The reason this works is because TMDB users have previously identified the above issue and created alternative title entries to circumvent it.
Infuse relies on the top result as provided by TMDB for automatic matching. This is usually pretty reliable, but there are some edge cases like this where issues can come up.
You can see this on the TMDB site as well by searching for Infernal Affairs II.
Yes, I know. I wasn’t throwing blame at either of you (Firecore or TMDB). My presumption would be that TMDB controlled the search API and algorithm.

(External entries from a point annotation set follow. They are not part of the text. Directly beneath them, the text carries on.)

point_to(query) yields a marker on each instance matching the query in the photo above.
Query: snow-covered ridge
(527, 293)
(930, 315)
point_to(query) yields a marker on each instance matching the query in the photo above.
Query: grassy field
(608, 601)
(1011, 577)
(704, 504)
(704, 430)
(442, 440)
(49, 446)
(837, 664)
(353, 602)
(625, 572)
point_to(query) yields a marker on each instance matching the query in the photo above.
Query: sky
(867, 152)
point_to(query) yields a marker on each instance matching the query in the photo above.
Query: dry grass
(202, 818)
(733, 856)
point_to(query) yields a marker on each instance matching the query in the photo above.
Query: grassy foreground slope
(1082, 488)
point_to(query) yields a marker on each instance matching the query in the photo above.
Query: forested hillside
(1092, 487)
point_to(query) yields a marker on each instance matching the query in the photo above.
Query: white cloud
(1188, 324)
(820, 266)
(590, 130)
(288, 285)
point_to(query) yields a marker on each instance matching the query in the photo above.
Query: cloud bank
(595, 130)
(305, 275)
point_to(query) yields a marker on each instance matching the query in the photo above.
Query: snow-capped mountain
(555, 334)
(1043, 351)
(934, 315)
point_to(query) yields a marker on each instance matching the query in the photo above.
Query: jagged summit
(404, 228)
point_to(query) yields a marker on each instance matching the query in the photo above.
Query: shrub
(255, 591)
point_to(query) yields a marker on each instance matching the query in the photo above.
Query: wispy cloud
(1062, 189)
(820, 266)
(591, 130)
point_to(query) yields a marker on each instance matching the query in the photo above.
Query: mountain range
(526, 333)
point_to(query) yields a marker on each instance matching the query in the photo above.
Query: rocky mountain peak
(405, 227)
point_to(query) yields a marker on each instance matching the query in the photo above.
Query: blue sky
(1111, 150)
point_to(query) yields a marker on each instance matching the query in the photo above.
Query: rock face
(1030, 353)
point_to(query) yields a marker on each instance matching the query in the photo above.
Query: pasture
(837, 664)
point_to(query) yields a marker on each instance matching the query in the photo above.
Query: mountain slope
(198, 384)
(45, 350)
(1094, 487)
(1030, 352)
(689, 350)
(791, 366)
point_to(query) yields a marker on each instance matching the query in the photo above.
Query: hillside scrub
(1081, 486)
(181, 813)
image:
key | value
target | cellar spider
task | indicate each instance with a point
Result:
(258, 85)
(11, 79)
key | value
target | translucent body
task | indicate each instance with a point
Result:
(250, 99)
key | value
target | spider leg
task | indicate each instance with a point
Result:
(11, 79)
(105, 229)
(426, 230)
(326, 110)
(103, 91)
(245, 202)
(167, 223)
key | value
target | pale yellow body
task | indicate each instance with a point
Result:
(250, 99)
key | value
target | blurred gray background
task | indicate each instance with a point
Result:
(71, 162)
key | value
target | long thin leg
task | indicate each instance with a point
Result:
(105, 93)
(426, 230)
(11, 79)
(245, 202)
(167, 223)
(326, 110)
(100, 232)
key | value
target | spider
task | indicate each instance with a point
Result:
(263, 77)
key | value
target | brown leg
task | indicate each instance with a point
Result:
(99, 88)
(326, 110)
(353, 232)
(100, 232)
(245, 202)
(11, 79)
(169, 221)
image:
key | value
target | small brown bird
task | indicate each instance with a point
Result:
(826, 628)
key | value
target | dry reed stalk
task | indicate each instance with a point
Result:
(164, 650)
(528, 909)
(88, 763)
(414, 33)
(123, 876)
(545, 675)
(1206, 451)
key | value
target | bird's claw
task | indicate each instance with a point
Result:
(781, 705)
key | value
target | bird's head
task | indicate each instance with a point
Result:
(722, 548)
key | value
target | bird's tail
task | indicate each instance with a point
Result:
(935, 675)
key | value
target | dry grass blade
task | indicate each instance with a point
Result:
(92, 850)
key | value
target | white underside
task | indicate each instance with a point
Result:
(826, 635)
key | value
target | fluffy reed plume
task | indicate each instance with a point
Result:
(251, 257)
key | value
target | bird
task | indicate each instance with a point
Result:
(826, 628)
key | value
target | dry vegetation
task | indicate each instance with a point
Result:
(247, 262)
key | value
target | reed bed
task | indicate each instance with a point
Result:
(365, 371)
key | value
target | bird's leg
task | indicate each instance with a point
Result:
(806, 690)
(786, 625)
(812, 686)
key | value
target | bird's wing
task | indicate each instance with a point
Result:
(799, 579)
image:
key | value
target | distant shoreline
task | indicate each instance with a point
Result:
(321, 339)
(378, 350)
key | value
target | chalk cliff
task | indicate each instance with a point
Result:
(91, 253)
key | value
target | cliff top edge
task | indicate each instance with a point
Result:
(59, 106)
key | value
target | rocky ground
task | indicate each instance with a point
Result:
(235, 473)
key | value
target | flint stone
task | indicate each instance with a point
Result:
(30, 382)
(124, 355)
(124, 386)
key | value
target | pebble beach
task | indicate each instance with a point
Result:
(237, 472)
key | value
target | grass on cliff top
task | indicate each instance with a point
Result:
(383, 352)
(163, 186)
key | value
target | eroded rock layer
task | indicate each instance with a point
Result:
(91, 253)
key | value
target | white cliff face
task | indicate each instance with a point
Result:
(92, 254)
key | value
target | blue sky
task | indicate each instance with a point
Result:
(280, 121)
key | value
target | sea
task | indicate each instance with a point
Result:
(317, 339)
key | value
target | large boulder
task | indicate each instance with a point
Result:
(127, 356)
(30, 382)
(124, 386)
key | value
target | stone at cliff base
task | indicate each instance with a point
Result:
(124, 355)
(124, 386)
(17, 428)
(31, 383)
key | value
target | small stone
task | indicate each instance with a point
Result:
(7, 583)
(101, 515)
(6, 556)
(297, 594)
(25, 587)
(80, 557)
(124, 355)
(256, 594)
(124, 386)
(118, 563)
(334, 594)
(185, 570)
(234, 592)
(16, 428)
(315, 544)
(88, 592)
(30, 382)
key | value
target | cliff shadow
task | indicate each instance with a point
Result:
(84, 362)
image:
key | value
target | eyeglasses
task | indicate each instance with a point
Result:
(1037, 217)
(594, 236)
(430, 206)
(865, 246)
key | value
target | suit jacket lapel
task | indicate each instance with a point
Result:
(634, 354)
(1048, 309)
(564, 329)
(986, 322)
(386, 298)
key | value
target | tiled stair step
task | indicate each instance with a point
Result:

I’ve been posting screencaps of manual TMDB web site searches here for nearly two years; both when demonstrating this specific issue, and when helping other Infuse users here troubleshoot their own various scraping mismatch issues.
FWIW, the ‘scraping’ of names is done by Infuse. We filter out a bunch of irrelevant things that may be included in filenames and send the resulting title (with or without a year) to TMDB, and then we get a list of potential matches back.
Important distinction; and I appreciate the correction. In the previous post (and probably several others) I have used the term to refer to the whole process — both the parsing of users’ media files’ filenames to generate search queries for the TMDB API (scraping?), and Infuse’s assignment of metadata to users’ files based on the paring of those filenames with the top search result returned for the provided search terms by TMDB (matching?).
Which word would be best used to refer to the whole process?